Reckle Trees: Updatable Merkle Batch Proofs with Applications
发表信息
作者
- Charalampos Papamanthou
- Shravan Srinivasan
- Nicolas Gailly
- Ismael Hishon-Rezaizadeh
- Andrus Salumets
- Stjepan Golemac
笔记
Abstract 与GPT翻译 We propose Reckle trees, a new vector commitment based on succinct RECursive arguments and MerKLE trees. Reckle trees’ distinguishing feature is their support for succinct batch proofs that are updatable - enabling new applications in the blockchain setting where a proof needs to be computed and efficiently maintained over a moving stream of blocks. Our technical approach is based on embedding the computation of the batch hash inside the recursive Merkle verification via a hash-based accumulator called canonical hashing. Due to this embedding, our batch proofs can be updated in logarithmic time, whenever a Merkle leaf (belonging to the batch or not) changes, by maintaining a data structure that stores previously-computed recursive proofs. Assuming enough parallelism, our batch proofs are also computable in O(log n) parallel time - independent of the size of the batch. As a natural extension of Reckle trees, we also introduce Reckle+ trees. Reckle+ trees provide updatable and succinct proofs for certain types of Map/Reduce computations. In this setting, a prover can commit to a memory M and produce a succinct proof for a Map/Reduce computation over a subset I of M. The proof can be efficiently updated whenever I or M changes.

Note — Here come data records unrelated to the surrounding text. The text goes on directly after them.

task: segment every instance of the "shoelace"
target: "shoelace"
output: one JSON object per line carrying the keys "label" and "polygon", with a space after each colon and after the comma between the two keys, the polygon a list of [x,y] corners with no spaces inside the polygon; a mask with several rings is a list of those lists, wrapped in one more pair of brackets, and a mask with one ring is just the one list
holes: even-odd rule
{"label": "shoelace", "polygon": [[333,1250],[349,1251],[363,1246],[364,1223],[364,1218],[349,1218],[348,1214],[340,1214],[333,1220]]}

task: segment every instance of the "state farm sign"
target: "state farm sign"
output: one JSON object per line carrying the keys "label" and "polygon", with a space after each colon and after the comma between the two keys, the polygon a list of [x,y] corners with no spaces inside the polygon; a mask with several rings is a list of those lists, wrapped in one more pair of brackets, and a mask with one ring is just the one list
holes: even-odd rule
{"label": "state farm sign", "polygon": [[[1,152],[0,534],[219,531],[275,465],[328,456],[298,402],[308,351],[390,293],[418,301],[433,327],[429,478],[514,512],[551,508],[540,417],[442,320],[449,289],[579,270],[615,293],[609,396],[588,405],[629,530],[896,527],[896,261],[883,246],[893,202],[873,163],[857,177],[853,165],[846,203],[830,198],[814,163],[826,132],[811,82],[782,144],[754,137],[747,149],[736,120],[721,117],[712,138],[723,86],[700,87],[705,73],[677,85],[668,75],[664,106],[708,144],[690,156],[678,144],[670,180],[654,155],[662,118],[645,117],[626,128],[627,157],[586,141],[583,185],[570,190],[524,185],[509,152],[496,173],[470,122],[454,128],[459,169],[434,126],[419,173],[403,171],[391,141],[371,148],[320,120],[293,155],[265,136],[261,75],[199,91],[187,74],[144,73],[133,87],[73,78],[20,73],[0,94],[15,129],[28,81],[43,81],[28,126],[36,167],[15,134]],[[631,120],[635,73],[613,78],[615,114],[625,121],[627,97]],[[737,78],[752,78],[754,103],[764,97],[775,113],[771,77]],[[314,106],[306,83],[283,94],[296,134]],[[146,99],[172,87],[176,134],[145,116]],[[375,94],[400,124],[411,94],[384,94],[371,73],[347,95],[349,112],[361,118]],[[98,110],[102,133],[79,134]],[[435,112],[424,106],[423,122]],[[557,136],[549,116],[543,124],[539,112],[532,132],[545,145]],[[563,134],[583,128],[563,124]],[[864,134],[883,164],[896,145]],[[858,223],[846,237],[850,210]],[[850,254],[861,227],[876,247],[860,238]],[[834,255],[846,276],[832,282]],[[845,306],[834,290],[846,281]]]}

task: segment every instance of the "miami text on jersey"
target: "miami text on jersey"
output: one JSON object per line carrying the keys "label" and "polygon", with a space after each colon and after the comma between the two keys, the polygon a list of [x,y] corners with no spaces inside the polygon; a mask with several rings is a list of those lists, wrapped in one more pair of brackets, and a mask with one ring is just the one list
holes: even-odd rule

我们提出Reckle树,这是一种基于简洁递归论证(RECursive arguments)与默克尔树(MerKLE trees)的新型向量承诺方案。其核心特性在于支持可更新的简洁批量证明——这一特性为区块链环境开辟了新应用场景,其中需对不断更新的区块流进行证明计算并高效维护。我们的技术路径通过名为规范哈希(canonical hashing)的基于哈希的累加器,将批量哈希计算嵌入递归式默克尔验证过程中。得益于这种嵌入设计,每当默克尔叶节点(无论是否属于该批次)发生变动时,通过维护存储预计算递归证明的数据结构,我们的批量证明可在对数时间内完成更新。在充分并行条件下,批量证明的计算同样仅需O(log n)并行时间——与批次规模无关。作为Reckle树的自然延伸,我们还引入了Reckle+树,它为特定类型的Map/Reduce计算提供可更新且简洁的证明机制。在此框架下,证明者可对内存M作出承诺,并为M的子集I上的Map/Reduce计算生成简洁证明。当I或M发生变更时,该证明可被高效更新。

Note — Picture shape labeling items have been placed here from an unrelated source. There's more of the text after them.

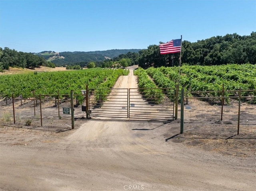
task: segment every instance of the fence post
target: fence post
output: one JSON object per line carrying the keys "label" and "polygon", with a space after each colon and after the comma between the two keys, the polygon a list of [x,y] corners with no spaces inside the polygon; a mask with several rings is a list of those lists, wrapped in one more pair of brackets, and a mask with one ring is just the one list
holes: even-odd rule
{"label": "fence post", "polygon": [[222,92],[221,94],[222,99],[221,100],[221,118],[220,120],[222,120],[222,117],[223,116],[223,105],[224,105],[224,84],[222,84]]}
{"label": "fence post", "polygon": [[13,93],[12,93],[12,108],[13,109],[13,121],[15,124],[15,112],[14,111],[14,100],[13,98]]}
{"label": "fence post", "polygon": [[89,90],[88,90],[88,85],[85,87],[85,105],[86,106],[86,119],[89,118]]}
{"label": "fence post", "polygon": [[70,102],[71,104],[71,124],[72,129],[75,128],[74,120],[74,101],[73,97],[73,90],[70,91]]}
{"label": "fence post", "polygon": [[22,95],[20,95],[20,106],[22,106]]}
{"label": "fence post", "polygon": [[40,105],[40,118],[41,119],[41,126],[43,126],[43,121],[42,117],[42,102],[41,100],[41,94],[39,95],[39,104]]}
{"label": "fence post", "polygon": [[184,122],[184,89],[181,90],[180,97],[180,134],[183,133]]}
{"label": "fence post", "polygon": [[35,90],[33,91],[33,97],[34,98],[34,115],[36,116],[36,104],[35,104]]}
{"label": "fence post", "polygon": [[186,104],[187,105],[188,104],[188,93],[186,92]]}
{"label": "fence post", "polygon": [[130,113],[130,88],[127,89],[127,118]]}
{"label": "fence post", "polygon": [[239,100],[238,101],[238,118],[237,123],[237,134],[239,134],[239,126],[240,125],[240,107],[241,106],[241,88],[239,88]]}
{"label": "fence post", "polygon": [[58,111],[59,114],[59,119],[60,118],[60,91],[58,90]]}
{"label": "fence post", "polygon": [[175,91],[175,119],[178,118],[178,105],[179,100],[179,85],[176,85],[176,91]]}

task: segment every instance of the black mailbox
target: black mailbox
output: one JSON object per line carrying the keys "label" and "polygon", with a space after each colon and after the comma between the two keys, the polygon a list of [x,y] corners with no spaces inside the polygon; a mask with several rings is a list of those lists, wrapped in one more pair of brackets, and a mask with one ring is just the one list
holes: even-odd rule
{"label": "black mailbox", "polygon": [[86,111],[86,106],[84,105],[82,106],[82,111]]}

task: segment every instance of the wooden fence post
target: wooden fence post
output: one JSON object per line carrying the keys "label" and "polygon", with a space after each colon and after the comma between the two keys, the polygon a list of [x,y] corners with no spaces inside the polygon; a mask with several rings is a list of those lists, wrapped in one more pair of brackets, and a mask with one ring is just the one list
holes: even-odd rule
{"label": "wooden fence post", "polygon": [[181,90],[180,97],[180,134],[183,133],[184,125],[184,89]]}
{"label": "wooden fence post", "polygon": [[222,121],[223,116],[223,105],[224,105],[224,84],[222,84],[222,91],[221,94],[222,96],[222,99],[221,100],[221,118],[220,120]]}
{"label": "wooden fence post", "polygon": [[179,100],[179,90],[180,90],[179,85],[176,85],[176,91],[175,91],[175,119],[177,119],[178,118],[178,105]]}
{"label": "wooden fence post", "polygon": [[73,97],[73,90],[70,91],[70,102],[71,104],[71,124],[72,129],[75,128],[74,119],[74,101]]}
{"label": "wooden fence post", "polygon": [[241,106],[241,88],[239,89],[239,100],[238,101],[238,118],[237,123],[237,134],[239,134],[239,126],[240,126],[240,107]]}
{"label": "wooden fence post", "polygon": [[14,100],[13,98],[13,93],[12,93],[12,108],[13,109],[13,121],[14,124],[15,124],[15,112],[14,111]]}

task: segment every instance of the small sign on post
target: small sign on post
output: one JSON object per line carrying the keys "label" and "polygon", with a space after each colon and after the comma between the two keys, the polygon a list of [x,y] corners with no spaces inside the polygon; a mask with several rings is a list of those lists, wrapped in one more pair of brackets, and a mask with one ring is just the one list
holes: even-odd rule
{"label": "small sign on post", "polygon": [[70,108],[69,107],[64,107],[63,108],[63,114],[70,114]]}

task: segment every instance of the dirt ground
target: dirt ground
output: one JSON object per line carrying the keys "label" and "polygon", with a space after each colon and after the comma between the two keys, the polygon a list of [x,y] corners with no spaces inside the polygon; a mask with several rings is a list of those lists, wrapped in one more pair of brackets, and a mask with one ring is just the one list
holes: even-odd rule
{"label": "dirt ground", "polygon": [[[117,84],[133,87],[135,78],[122,77]],[[15,104],[20,118],[33,114]],[[179,119],[78,117],[70,130],[70,118],[56,119],[56,107],[47,104],[42,127],[40,118],[26,126],[17,117],[14,125],[6,114],[12,106],[0,106],[0,191],[255,190],[253,106],[243,105],[244,124],[236,135],[236,103],[225,107],[229,112],[220,121],[219,106],[189,100],[182,134]]]}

We present and experimentally evaluate two applications of Reckle+ trees, dynamic digest translation and updatable BLS aggregation. In dynamic digest translation we are maintaining a proof of equivalence between Merkle digests computed with different hash functions, e.g., one with a SNARK-friendly Poseidon and the other with a SNARK-unfriendly Keccak. In updatable BLS aggregation we maintain a proof for the correct aggregation of a t-aggregate BLS key, derived from a t-subset of a Merkle-committed set of individual BLS keys. Our evaluation using Plonky2 shows that Reckle trees and Reckle+ trees have small memory footprint, significantly outperform previous approaches in terms of updates (10× to 15×) and verification (4.78× to 1485×) time, enable applications that were not possible before due to huge costs involved (Reckle trees are up to 200× faster), and have similar aggregation performance with previous implementations of batch proofs.